Cotton prices dropped an estimated 1.2 percent, according to the study, which was published May 3 in the journal Applied Economic Perspectives and Policy. But, in 2019, payments to cotton growers were paid as if the price had dropped by 40 percent.
That same year, sorghum prices dropped around 6.4 percent, but the payments growers received covered a nearly 47 percent price drop.
Meanwhile, payments to soybean growers were around double their price drop, according to the study. Corn payments were close to accurate.
Corn prices fell an estimated 2.5 percent due to the trade war, according to the study. In 2018, growers received payments equivalent to a 0.3 percent price drop. In 2019, the payments equated to a 3.4 percent price drop.
Part of the reason for the discrepancy is the U.S. Department of Agriculture calculated farmers' losses based in large part on lost trade with China, according to the study.
When it announced the program, the agency said China's retaliatory tariffs disrupted "normal marketing patterns, raising costs by forcing commodities to find new markets."
While it is true commodities had to find new buyers in different countries, the price drop had the most direct impact on farmers, the researchers said.
"The USDA methodology is based on a change in quantity (i.e. loss in exports) rather than a change in price," according to the study. "The damages to farmers would be more accurately assessed as the price decrease caused by retaliatory tariffs multiplied by production -- or, even better, the decrease in producer surplus."
The National Cotton Council disfuted the study, saying cotton growers were underpaid for their trade war losses -- not overpaid.
"A further look at actual price and trade data confirms that cotton producers have not been overcompensated for the trade damages," the group said in a statement. "The [Market Facilitation Program] assistance has only partially compensated cotton producers for the loss in market revenue."
According to the Kansas State University study, the trade war pushed cotton prices down about 1 percent.
Cotton prices (paid to farmers) have fallen 20 percent over the last two years, dropping to under 60 cents per pound in May from more than 75 cents per pound in June 2018, the group said.
"What [the Cotton Council is] saying is absolutely true," Kansas State's Janzen said. "Cotton prices have dropped.
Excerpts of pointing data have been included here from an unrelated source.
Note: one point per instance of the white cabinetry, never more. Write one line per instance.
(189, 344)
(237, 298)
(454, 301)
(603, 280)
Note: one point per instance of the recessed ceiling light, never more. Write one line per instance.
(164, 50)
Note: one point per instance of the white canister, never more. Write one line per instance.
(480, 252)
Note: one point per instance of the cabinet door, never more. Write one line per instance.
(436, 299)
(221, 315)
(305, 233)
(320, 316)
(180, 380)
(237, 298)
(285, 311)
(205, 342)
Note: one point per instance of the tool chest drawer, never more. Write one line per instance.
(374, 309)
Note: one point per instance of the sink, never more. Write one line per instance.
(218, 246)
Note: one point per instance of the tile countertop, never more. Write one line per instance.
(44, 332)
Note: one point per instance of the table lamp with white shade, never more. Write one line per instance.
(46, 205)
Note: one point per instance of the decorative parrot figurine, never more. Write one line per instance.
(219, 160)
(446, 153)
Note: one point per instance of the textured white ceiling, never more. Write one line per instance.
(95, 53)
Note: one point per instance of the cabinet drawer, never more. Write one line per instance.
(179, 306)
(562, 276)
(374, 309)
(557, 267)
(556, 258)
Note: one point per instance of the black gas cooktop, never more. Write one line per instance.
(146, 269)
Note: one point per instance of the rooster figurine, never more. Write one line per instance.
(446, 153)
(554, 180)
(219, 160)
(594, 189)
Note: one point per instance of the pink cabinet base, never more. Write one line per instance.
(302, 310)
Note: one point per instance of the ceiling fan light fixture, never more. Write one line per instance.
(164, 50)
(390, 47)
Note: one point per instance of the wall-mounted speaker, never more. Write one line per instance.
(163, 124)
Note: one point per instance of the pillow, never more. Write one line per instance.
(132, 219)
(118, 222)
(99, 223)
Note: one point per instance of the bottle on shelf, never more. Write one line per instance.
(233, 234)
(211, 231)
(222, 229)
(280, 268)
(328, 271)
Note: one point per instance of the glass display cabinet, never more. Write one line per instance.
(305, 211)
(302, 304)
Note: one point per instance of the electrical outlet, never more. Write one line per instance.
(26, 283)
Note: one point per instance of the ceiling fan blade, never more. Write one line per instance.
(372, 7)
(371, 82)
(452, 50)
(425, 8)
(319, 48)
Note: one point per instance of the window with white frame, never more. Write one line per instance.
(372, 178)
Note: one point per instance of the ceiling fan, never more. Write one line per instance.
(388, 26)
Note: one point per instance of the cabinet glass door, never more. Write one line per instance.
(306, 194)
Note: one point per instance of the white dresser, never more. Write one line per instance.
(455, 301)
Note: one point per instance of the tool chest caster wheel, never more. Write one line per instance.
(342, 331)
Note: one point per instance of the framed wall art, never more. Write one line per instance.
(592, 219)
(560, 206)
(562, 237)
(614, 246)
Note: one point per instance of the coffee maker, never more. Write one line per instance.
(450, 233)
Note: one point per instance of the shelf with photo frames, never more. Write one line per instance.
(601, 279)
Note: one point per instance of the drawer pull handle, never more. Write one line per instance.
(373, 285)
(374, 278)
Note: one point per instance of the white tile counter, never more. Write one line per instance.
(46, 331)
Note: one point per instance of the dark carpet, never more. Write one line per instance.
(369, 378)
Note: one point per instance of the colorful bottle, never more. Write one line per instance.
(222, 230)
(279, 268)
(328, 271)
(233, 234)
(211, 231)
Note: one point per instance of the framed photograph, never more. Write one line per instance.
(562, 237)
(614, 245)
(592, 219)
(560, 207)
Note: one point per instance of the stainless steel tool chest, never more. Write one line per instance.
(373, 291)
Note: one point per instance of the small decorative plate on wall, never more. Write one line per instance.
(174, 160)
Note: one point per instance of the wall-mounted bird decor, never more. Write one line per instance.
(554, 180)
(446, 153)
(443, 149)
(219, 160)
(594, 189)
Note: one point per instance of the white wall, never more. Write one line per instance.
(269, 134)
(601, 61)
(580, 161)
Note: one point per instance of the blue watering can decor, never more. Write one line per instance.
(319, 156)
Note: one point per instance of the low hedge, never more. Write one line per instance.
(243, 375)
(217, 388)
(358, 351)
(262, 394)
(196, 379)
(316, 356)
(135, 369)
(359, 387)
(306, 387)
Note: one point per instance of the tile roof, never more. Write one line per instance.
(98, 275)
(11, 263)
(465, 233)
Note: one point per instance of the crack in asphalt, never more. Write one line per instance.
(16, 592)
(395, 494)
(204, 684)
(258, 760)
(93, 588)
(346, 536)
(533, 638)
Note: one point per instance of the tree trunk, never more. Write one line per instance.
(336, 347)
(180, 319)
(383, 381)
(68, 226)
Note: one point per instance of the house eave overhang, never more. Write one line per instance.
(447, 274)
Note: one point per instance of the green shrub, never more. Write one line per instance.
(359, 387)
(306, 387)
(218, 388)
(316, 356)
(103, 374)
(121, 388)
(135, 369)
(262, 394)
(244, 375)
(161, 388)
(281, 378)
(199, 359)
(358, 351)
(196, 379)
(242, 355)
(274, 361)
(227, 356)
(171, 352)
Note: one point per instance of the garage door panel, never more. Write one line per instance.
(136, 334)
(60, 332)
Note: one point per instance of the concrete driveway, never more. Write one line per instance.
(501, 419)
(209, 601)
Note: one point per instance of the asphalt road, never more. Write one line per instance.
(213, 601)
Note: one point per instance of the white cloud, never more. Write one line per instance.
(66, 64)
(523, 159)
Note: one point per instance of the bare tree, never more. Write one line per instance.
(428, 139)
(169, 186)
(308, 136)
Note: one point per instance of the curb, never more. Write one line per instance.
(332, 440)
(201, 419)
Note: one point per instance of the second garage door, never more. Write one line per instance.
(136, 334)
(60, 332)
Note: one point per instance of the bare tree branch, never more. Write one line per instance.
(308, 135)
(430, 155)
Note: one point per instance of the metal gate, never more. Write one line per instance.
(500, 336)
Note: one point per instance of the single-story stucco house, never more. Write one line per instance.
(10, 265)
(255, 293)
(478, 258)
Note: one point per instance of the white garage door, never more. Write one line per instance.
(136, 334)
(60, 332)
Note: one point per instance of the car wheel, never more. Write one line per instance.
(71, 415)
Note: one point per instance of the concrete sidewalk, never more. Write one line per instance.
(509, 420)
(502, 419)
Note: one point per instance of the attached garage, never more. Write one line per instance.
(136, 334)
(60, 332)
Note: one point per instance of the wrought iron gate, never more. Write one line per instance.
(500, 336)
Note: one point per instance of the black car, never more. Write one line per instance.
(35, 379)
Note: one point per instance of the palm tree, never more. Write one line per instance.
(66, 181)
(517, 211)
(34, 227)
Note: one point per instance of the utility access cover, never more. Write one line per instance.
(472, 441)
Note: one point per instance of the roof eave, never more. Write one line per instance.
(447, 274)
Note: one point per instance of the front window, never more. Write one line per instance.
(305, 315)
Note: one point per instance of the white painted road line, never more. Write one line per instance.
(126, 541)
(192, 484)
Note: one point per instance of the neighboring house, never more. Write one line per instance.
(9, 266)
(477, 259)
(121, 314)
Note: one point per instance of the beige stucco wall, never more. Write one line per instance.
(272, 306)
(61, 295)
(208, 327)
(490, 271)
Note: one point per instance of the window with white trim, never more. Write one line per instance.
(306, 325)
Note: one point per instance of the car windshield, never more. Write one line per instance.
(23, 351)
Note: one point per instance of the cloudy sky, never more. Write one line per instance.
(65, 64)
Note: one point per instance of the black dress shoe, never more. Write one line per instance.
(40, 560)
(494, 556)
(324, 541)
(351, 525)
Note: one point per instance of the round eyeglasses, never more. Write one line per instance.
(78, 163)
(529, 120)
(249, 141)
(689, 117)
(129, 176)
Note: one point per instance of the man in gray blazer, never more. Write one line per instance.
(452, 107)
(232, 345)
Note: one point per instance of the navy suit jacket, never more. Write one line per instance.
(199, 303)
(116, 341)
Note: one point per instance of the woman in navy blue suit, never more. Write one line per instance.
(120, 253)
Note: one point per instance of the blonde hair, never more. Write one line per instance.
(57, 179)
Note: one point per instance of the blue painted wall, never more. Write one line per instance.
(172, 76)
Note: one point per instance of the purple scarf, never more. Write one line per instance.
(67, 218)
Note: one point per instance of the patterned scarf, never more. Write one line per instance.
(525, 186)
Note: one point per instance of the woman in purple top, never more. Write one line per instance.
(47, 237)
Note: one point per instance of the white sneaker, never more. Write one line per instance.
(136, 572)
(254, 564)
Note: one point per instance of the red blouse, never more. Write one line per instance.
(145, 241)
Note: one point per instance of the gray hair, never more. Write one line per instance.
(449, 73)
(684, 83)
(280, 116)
But there is all kinds of stuff going on that's affecting prices."
The worldwide coronavirus pandemic, for example, has substantially reduced demand -- and therefore price -- of cotton, he said.
"For [2019 and 2020], the world consumption forecast is reduced ... 12.7 percent below the previous year," according to the USDA's World Agricultural Supply and Demand Estimates report, which was released Tuesday.
"This would be the largest annual decline in world consumption since the 19th century," the report said.
The USDA's trade aid was not intended to help farmers beyond the immediate impact of the trade war, Janzen said.
The agency has established another $19 billion aid package aimed at helping farmers through the coronavirus pandemic.
"What we were trying to do is look at how the Market Facilitation Program payments compared to the effect of the retaliatory tariffs imposed by China on commodity prices," Janzen said.
"I will say, it is difficult to design a single program that fairly distributes that much money across all commodities," he said.
"We understand these payments have been really important to farmers. [The USDA] broadly accomplished their goal. But, there are significant inequalities across commodities."